More than borrowing Simondon’s ‘felicitous expression’, Sauvagnargues configures the concept of style on the basis of a concept, ‘transduction’, which goes to the very heart of the philosophy of individuation. Simondon describes transduction as ‘an individuation in progress’ (Chapter 3), which is to say that it consists in an interval, but that the ‘interval is substance’7 – the modulation of matter. The process of individuation is uncertain (‘metastable’), but Sauvagnargues’s point is that, for this reason, it also inventive. ‘Transduction provokes a system to enter a new state, an unpredictable change of phase’, and on this point she appeals to Simondon’s own formulation: invention means that the terms created by dint of ‘the operation do not pre-exist this operation’ (Chapter 1). In effect, readers will discover that Sauvagnargues’s rigorous appropriation of Simondon nevertheless makes him the conduit along which, once more, metaphysics is seen from the perspective of art, and art is seen from the perspective of life. The ‘most direct and explosive consequence’ of this procedure, she adds, is to be found ‘in the movement from representation, from reproduction, in short, from all of the old ontologies of the image that separate and superimpose model and copy, to a philosophy of becoming, of individuation, and of metamorphosis’ (Chapter 3). With Artmachines, Sauvagnargues gives us precisely such a philosophy.

NOTES

1.  See, for instance, François Cusset, French Theory: How Foucault, Derrida, Deleuze & Co. Transformed the Intellectual Life of the United States, trans. Jeff Fort (Minneapolis: University of Minnesota Press, 2008). While I take ‘French Theory’ to designate the invention of a reception history, this is not to deny the history of modern French philosophy. For an account of this history (if not a particularly sympathetic one) see Vincent Descombes, Modern French Philosophy, trans. L. Scott-Fox and J. M. Harding (Cambridge: Cambridge University Press, 1980).

2.  It’s worth noting that, among many other things, Sauvagnargues has produced some of the most remarkable pages ever written on Oscar Michaux. See, in particular, her chapter on ‘The Violence of Sensation’, in Deleuze and Art, especially pages 136ff.

3.  Friedrich Nietzsche, The Birth of Tragedy, ed.
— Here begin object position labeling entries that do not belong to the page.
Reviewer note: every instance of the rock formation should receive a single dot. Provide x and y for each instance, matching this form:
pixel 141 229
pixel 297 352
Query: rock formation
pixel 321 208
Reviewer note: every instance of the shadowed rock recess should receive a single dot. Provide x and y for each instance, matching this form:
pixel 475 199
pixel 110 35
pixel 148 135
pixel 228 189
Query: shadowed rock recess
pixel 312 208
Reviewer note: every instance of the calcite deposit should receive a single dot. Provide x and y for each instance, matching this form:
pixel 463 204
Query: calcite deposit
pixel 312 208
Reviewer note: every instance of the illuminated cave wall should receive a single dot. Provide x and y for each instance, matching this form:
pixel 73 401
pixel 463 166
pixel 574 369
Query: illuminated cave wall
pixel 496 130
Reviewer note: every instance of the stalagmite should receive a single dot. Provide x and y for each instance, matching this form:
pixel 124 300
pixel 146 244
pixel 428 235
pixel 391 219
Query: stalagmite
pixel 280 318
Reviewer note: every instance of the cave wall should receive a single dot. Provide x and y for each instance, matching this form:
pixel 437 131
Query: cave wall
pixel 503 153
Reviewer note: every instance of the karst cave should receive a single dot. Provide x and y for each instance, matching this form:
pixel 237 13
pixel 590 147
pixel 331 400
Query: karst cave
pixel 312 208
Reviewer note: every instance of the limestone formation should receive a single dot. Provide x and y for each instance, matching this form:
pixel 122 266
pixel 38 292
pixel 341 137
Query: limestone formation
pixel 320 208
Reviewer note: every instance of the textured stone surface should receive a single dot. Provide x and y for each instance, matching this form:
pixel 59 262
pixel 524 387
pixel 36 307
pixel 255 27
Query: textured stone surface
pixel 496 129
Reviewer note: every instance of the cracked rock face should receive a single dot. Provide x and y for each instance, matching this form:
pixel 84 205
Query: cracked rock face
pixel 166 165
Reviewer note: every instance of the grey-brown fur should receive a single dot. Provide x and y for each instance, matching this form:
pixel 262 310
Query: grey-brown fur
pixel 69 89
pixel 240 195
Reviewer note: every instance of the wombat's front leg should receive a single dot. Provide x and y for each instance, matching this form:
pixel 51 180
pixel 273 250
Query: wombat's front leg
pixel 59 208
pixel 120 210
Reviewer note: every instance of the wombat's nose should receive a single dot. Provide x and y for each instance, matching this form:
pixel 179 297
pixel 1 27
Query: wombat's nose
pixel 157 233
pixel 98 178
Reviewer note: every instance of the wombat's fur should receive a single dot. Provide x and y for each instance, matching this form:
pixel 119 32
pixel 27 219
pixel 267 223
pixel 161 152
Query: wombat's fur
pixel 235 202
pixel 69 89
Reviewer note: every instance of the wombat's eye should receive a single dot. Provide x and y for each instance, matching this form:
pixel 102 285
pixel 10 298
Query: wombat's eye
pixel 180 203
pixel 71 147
Raymond Geuss and Ronald Speirs (Cambridge: Cambridge University Press, 1999), 5.

4.  Of course, Deleuze had a great deal to say about proper nouns and the possibilities they retain for the creation of singular modifiers – the way, for instance, a name can evoke the characteristic features and movements of thought apart from any determinate subjectivity (for instance, ‘Kafkaesque’). Still, there is a difference between the mobilisation of the name for this operation and the baptism of a name for the purpose of affiliation: while a philosophical gesture can be Platonic, Cartesian or Kantian, this ought not to be conflated with what it means to call someone a Platonist, Cartesian or Kantian. The latter makes the proper name the object of belonging, as if we had strayed from philosophy into politics or theology: can one be identified with a philosopher in the same way that one is called a Marxist or a Reaganite, a Catholic or a Mooney? The predilection seems run to against the grain of Deleuze’s notorious affinity for a life ‘without qualities’, for ‘becoming imperceptible’, and for ‘forgetting oneself’. Only on the basis of this ascesis, he insists, does philosophy open itself to the habitation of new ways of thinking: affiliation with a philosopher, any philosopher, contradicts the premise and practice of philosophy itself – to ‘think otherwise’.

5.  I’ve borrowed this line from Éric Alliez and Andrew Goffey’s fine collection, The Guattari Effect (London: Bloomsbury, 2011). Notably, Sauvagnargues’s own essay in that collection, ‘A Schizoanalytic Knight on a Political Chessboard’, has been included in this volume.

6.  Among other things, see the special volume of Pli from 2012 dedicated to ‘Deleuze and Simondon’.

7.  Deleuze and Guattari, A Thousand Plateaus, 478. Notably, Sauvagnargues elaborates this point by drawing on Bergson’s Matter and Memory and Deleuze’s two books on the cinema.